KETTIG. (jab) Zur offiziellen Eröffnung des mit Spannung erwarteten Weihnachtsmarktes auf dem Kettiger Dorfplatz unterhalb der Pfarrkirche St. Bartholomäus wandte sich Ortsbürgermeister Peter Moskopp an die Besucher: „Zum bevorstehenden Weihnachtsfest wünsche ich euch viel Zeit! Zeit für euch selbst, Zeit für all die anderen, Zeit für Ruhe und Besinnlichkeit, Zeit, um einmal eine Kerze abbrennen zu lassen und sich die Zeit nehmen, gar nichts weiter zu tun als Zeit mit Kindern und Freunde zu verbringen und vielleicht auch Zeit zu haben für kleine Gaben. Weihnachten ist mehr als Geschenke machen. Weihnachten ist mit dem Herzen denken“.

Der Aufforderung folgten die Kettiger gerne und genossen Glühwein, Eifeler Schnibbelcher und die schönen Offerten an den diversen Ständen rund um die Kirche auf dem Dorfplatz sowie in der Haupt- und der Andernacher Straße.

Dabei sorgten nicht nur die Betreiber der zahlreichen Marktstände mit ihren vielfältigen Angeboten sondern auch die kleinen und größeren Künstler- und Künstlerinnen auf der Programmbühne für Unterhaltung, Abwechslung und großen Spaß.

Junge Sänger machen schöne Musik

Angekündigt von Janina Kurdek und Stefan Kronewald und jeweils mit großem Beifall begrüßt und später verabschiedet, wurden die Mädchen und Jungen der Kommunalen Kindertagesstätte sowie die kleinen Sänger und Sängerinnen der Grundschule, die mit ihrer Rektorin eine Vielzahl von weihnachtlichen Melodien angestimmt haben.

Weitere Chöre bzw. Gesangsensembles waren an diesem Nachmittag und Abend der Kirchenchor unter der Leitung von Tristan Kusber, der MGV „Cäcilia“ und der Chor „Plus-Minus-Fünfzig“ mit Brigitte Thilmann-Hilger.

Beim abwechslungsreichen Programm sollen zudem der Saxofonist Christoph Hofstetter von der Förder- und Wohnstätte, die Freie Christliche Schule mit ihrem Schulchor und einer Flötengruppe nicht unerwähnt bleiben.

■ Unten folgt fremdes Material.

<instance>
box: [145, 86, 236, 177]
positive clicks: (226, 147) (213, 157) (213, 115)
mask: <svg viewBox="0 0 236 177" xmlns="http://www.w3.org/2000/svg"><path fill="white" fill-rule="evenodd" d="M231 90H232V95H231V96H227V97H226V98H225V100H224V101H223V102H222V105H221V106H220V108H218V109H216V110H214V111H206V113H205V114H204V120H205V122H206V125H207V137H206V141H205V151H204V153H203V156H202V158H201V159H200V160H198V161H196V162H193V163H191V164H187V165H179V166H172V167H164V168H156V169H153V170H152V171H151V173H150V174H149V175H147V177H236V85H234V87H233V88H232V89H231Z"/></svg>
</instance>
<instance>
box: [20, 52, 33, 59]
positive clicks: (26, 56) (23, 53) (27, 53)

Auch ein Flötenspieler und ein Trompeter spielten mit ihren Instrumenten adventliche Musik auf der Mauer auf dem Dorfplatz, was von den Besuchern am frühen Abend mit viel Beifall honoriert wurde. Wie könnte es anders sein, als dass die Rheinischen Musikfreunde zum Abschluss des Bühnenprogramms ihre wohltönende Blasmusik zu Gehör brachten.

Große Beachtung fand zudem der Rundgang von Nikolaus (Raimund Israel) und seinem begleitender Engel, die nicht nur gerne mit den Besuchern des Weihnachtsmarktes sprachen sondern auch das eine oder andere Geschenk für Kinder und Eltern weitergaben.

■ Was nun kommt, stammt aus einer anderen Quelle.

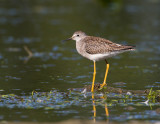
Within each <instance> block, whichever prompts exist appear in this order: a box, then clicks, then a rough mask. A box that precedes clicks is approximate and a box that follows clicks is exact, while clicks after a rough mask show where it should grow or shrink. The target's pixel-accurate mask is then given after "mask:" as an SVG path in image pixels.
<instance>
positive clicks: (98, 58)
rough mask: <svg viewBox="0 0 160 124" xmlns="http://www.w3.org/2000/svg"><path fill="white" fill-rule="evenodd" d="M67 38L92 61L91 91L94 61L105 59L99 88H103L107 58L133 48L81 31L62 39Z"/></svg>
mask: <svg viewBox="0 0 160 124" xmlns="http://www.w3.org/2000/svg"><path fill="white" fill-rule="evenodd" d="M67 40H75V41H76V49H77V51H78V53H79V54H80V55H82V56H83V57H85V58H87V59H89V60H92V61H93V63H94V72H93V80H92V88H91V92H93V91H94V83H95V76H96V61H99V60H105V62H106V72H105V76H104V81H103V83H102V84H101V88H103V87H104V86H105V85H106V79H107V75H108V70H109V63H108V62H107V59H108V58H110V57H113V56H115V55H118V54H120V53H123V52H127V51H132V50H135V49H134V46H127V45H121V44H117V43H113V42H111V41H109V40H107V39H104V38H100V37H94V36H88V35H87V34H85V33H84V32H82V31H76V32H74V34H73V35H72V37H71V38H69V39H66V40H64V41H67Z"/></svg>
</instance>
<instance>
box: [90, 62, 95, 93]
mask: <svg viewBox="0 0 160 124" xmlns="http://www.w3.org/2000/svg"><path fill="white" fill-rule="evenodd" d="M95 77H96V62H95V61H94V72H93V81H92V89H91V92H93V91H94V82H95Z"/></svg>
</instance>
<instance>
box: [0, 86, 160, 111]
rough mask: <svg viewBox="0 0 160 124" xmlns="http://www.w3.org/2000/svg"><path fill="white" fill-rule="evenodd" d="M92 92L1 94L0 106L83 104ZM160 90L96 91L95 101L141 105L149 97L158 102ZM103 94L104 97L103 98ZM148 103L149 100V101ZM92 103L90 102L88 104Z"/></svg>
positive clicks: (65, 105)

Der Ortschef verwies schließlich nicht nur auf die Live-Radioübertragung der Veranstaltung sondern auch auf die Kaffeestube der Katholischen Frauengemeinschaft und die vielen Angebote der Aussteller, die die Gäste mit Glühwein und Kinderpunsch, mit Döppekuchen, Brat- und Currywurst, mit Backfisch, Crêpes, Waffeln und anderen Leckereien erfreuten.

Große Vielfalt von Dekoartikeln

Die Vielfalt der weihnachtlichen Dekoartikel, blendend schöner Schmuck, geschickt angefertigte Handarbeiten, Arbeiten aus den Werkstätten der Förder- und Wohnstätte sowie aus der „lebenden“ Schieferwerkstatt und andere Besonderheiten bewiesen die Attraktivität dieses im Wechsel mit Weißenthurm stattfindenden Weihnachtsmarktes, der, angesichts des enormen Betriebs, offenkundig eine Vielzahl von Liebhabern gefunden hatte.

Zu den Attraktionen gehörten schließlich auch das Spielmobil und ein Karussell, die natürlich bei den Kindern besonders beliebt waren.